El interés, tanto del Rector como de algunos directivos, políticos y empresarios del departamento, era el de crear un sistema universitario regional. Tal propósito sólo podía llevarse a cabo si tanto la Universidad como los municipios interesados cumplieran con una demanda académica efectiva, con instalaciones adecuadas y un compromiso en el sostenimiento financiero de las sedes, que integrara el interés de las administraciones departamental y municipal, las empresas, los gremios y la comunidad en general, de tal manera que se asegurara que los programas académicos ofrecidos, no sólo tuvieran impacto sino a la vez éxito y proyección a futuro.

El cumplimiento de estos requisitos permitió que el Consejo Superior de la Universidad, mediante el Acuerdo 001 del 22 de enero de 1985, creara el Programa de Regionalización, con el fin de desarrollar y fortalecer el Programa de Educación a Distancia. 

Las primeras sedes creadas fueron a partir del 15 de septiembre de 1986, en la Resolución No. 105, del Consejo Superior.
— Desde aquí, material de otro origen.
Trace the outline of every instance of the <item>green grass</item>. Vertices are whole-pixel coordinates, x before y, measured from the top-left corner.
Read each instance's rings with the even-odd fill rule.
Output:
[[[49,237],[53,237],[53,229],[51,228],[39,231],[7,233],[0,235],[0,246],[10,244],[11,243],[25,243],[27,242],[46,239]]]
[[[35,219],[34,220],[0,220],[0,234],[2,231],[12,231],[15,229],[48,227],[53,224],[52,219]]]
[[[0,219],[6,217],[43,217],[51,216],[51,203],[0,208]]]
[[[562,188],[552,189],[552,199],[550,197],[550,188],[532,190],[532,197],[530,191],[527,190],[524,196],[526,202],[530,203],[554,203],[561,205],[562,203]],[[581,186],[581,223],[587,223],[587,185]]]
Fueron las de Buenaventura, Buga, Caicedonia, Palmira, Tuluá, Zarzal y Sevilla; posteriormente, se abriría sede en Cartago.

 

Desafíos

A pesar del entusiasmo que rodeaba al proyecto, existieron varias inquietudes que surgían alrededor de la idea de regionalización. La primera se planteaba desde los claustros académicos, que temían que la calidad de la enseñanza se viera en franco retroceso, unido a la viabilidad económica que ponía en duda la capacidad de la Universidad, para costear sedes alternas, cuando, en ocasiones, no lograba cubrir la totalidad de sus propios gastos. 

Respecto a las dudas sobre calidad académica, estas se vieron despejadas con la utilización de nuevas tecnologías y contando con profesores de primera línea, que dieron como resultados excelentes profesionales para las empresas, industrias locales y el sector público. En cuanto a la viabilidad económica de las sedes, se desarrolló un modelo basado en el auto-sostenimiento a través de la creación de Fundaciones de Apoyo y de naturaleza mixta, formadas a partir de aportes de las comunidades. 

Finalmente, con las alianzas realizadas y la consecución de profesores, estudiantes e instalaciones, las clases iniciaron el 6 de octubre de 1986.

Después de superar diferentes problemas, el Sistema de Regionalización fue reemplazado por el Programa de Regionalización mediante la Resolución de Rectoría No. 1821 de 1995, que lo insertó en la estructura universitaria, al crear la Vicerrectoría de Regionalización, unido a un Consejo propio y Consejos Zonales, permitiendo generar mayores lazos de cooperación entre sedes. También, se crearon las sedes de: Yumbo en 1994, Santander de Quilichao (norte del Cauca) en 1996, Anserma (Caldas) y Tumaco (Nariño) en 1997, respondiendo a las necesidades y solicitudes provenientes desde la comunidad. Algunas de estas sedes desaparecieron después por circunstancias diversas.

Hoy contamos con un programa de regionalización consolidado que ha permitido transformar a las principales sedes cabeceras del departamento, en seccionales que responden a una caracterización territorial, social y económica que permitirá el establecimiento de planes y proyectos académicos que serán un factor para impulsar el crecimiento económico y aumentar el bienestar social de la población del Departamento.

Actualmente, varias Sedes Regionales están pasando por procesos de consolidación académica y formativa, que se puede evidenciar no sólo en la obtención de los registros calificados y puestos avanzados en las pruebas ECAES, ahora Saber Pro, sino a la vez en la consecución de la certificación ISO, generada por ICONTEC. Por otra parte, gracias a los recursos de la Estampilla Pro-Universidad del Valle, el apoyo del sector empresarial y en algunos casos con el apoyo de las alcaldías locales, varias sedes han conseguido la construcción de sus propias sedes, además, con el apoyo de la Dirección de la Universidad, se ha logrado el mejoramiento físico y tecnológico de sus instalaciones.